Hoy llegan los tractores al centro de la ciudad. Hace menos de un mes uno aparcaba en la puerta principal del Guggenheim en Nueva York, por la inauguración de la exposición Countryside, The future. Su responsable, Rem Koolhaas, el arquitecto que en 1978 vaticinó el modelo de las grandes ciudades globalizadas y treinta años más tarde se hizo realidad, vuelve ahora su mirada hacia el lado contrario. La ONU asegura que, en 2050, entre el 70% y el 80% de la humanidad vivirá en ciudades. Se ocupará solo el 2% de la superficie de la tierra, mientras que el 98% restante será la suma de territorios rurales, desiertos o salvajes, a las que Koolhaas llama «áreas olvidadas» y donde encuentra el futuro.

Desde ese olvido reclaman hoy soluciones los ganaderos y agricultores frente la crisis de rentabilidad que sufre el campo. No es más que el inicio de la protesta por una transformación del mundo rural que conjuga la automatización y la inteligencia artificial con los riesgos del monocultivo, el fin de la ganadería extensiva y el poder de los oligopolios.

Ahora tanto las vanguardias como las élites urbanas han descubierto que no éramos invisibles. El resto del mundo existe más allá de donde terminan las autovías y los centros comerciales. El patio trasero de las ciudades encargado de suministrar alimentos y recursos, el destino para el descanso de los urbanitas en fines de semana y vacaciones reclama su espacio.
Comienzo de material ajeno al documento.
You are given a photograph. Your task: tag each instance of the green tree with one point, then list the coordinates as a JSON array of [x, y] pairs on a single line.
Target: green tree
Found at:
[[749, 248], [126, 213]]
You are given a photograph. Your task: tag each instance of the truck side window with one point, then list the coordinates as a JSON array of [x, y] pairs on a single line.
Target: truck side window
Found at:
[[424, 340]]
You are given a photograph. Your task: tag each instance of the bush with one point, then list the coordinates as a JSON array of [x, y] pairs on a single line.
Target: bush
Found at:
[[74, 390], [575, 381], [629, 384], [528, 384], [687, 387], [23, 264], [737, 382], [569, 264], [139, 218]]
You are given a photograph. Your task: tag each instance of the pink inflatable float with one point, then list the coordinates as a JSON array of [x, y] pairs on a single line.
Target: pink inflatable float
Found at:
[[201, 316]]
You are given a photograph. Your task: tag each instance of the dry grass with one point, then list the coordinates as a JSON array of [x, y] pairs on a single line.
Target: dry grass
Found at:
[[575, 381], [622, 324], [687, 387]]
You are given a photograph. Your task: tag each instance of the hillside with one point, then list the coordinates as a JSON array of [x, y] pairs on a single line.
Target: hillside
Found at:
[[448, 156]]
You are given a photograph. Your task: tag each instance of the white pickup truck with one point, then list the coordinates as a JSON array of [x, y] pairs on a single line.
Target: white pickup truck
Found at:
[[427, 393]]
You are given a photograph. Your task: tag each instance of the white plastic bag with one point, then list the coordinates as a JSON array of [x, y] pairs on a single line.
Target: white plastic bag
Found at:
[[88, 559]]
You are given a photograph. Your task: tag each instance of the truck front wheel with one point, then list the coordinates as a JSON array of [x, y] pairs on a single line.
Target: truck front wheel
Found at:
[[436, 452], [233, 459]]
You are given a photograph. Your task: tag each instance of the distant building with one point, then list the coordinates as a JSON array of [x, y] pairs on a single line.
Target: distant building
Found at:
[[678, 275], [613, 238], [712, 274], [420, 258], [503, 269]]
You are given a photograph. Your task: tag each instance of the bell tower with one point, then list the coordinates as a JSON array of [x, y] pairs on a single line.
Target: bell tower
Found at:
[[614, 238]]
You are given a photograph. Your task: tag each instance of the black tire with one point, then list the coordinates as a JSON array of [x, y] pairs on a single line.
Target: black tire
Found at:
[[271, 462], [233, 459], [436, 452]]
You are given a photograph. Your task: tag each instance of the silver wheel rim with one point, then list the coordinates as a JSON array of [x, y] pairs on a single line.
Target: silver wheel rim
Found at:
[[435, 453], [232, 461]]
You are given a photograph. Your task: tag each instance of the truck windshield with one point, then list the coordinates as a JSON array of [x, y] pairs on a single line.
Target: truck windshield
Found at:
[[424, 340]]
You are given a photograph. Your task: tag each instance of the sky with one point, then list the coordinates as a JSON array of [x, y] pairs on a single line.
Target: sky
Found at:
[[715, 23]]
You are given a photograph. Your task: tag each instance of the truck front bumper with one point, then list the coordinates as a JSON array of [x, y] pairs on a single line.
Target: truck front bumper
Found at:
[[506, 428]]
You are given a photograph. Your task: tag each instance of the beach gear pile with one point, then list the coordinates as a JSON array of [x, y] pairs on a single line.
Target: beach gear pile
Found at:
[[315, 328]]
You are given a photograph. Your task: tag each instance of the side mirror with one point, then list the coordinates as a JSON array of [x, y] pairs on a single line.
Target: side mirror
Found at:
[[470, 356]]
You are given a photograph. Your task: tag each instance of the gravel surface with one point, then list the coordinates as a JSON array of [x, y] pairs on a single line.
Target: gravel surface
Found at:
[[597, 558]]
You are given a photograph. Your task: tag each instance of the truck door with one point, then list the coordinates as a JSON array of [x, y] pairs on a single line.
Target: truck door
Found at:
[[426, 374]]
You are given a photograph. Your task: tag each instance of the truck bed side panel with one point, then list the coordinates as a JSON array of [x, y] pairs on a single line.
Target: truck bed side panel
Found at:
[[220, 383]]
El campo entra a empujones electorales y reivindicativos en la agenda política.

Pero las visiones nostálgicas de lo que fuimos y ya no volveremos a ser no sirven para una transición que se propaga a una velocidad sin precedentes. Los pueblos transforman las antiguas bordas y los almacenes de trabajo en nuevas viviendas para esa población flotante. Y el espacio productivo, como señala Koolhaas, se llena de invernaderos gigantes cuya luz no se admite para los seres humanos, o donde la información vía satélite tiene un impacto directo en la agricultura, con una explotación extensiva y continua, de altos costes de inversión y escaso personal como sucede en el medio oeste norteamericano.

Los centros de datos y de distribución también tienen un destino en esta tierra de nadie. Naves industriales cada vez más grandes en medio de la nada, como la fábrica de baterías de Tesla en Reno, un millón de metros cuadrados de superficie casi sin rastro humano. El mayor riesgo del campo no está en su desaparición sino en que en el futuro la escala humana podría volverse irrelevante.